Why extend network::uri? On its own, this class doesn't actually do a lot. When developers need a URI they are using some scheme which defines the protocol to access a specific resource. I'll list several common use cases that network::uri currently ignores:

  1. Getting the path and converting it to a filesystem path:
http://www.example.org/path/to/file.html --> boost::filesystem::path("/path/to/file.html")
  1. Copying query arguments to a std container:
http://www.example.org/?a=b;foo=bar;x=5;pi=3.141 --> std::map["a"] == "b" etc.
  1. All schemes define a specific form. The mailto scheme defines a form (RFC 2368):
mailtoURL  =  "mailto:" [ to ] [ headers ]
to         =  #mailbox
headers    =  "?" header *( "&" header )
header     =  hname "=" hvalue
hname      =  *urlc
hvalue     =  *urlc

For XMPP, they are of the form (RFC 3920):

jid             = [ node "@" ] domain [ "/" resource ]
domain          = fqdn / address-literal
fqdn            = (sub-domain 1*("." sub-domain))
sub-domain      = (internationalized domain label)
address-literal = IPv4address / IPv6address

And we should provide accessors and builders to be able to handle those.

I can think of different ways of handling these extra requirements.

1. Sub-classing network::uri

It would be necessary to provide a virtual destructor for network::uri, with an additional cost. Also, the invariants of network::uri will be broken by sub-classing. I am against this.

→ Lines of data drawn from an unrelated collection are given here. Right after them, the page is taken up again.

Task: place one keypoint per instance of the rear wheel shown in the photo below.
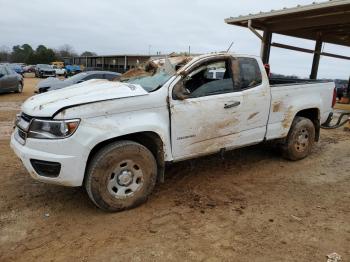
(19, 88)
(121, 176)
(300, 139)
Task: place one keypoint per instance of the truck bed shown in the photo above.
(276, 81)
(295, 95)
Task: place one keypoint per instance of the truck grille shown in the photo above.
(22, 134)
(26, 117)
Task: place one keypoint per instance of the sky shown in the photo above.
(110, 27)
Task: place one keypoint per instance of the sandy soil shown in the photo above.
(251, 206)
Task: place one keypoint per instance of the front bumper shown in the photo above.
(72, 161)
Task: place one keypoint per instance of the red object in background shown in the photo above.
(267, 68)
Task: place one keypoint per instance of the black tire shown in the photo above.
(121, 176)
(300, 139)
(19, 88)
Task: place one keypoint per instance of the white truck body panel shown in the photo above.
(188, 128)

2. Provide free functions in scheme-specific namespaces

The network::uri doesn't change, but every time new functionality is needed, then a new free function can be added. This is unsatisfactory, in my opinion.

3. Provide scheme-specific classes that conform to a URI concept

There can specific classes for each scheme that we want to support, e.g.:

network::mailto::address
network::http::url
network::https::url
network::file::path
network::xmpp::jid
network::git::repo

They each contain a uri object, and can accept either a network::uri object as a constructor argument or a string object, and provide further parsing if necessary. Each class and sub-namespace could contain additional scheme-specific functions. Furthermore, it could be easier to parse relative references, if this is necessary. I favour this approach, even though there is a certain amount of duplication for the reason that most use cases will use scheme-specific URIs.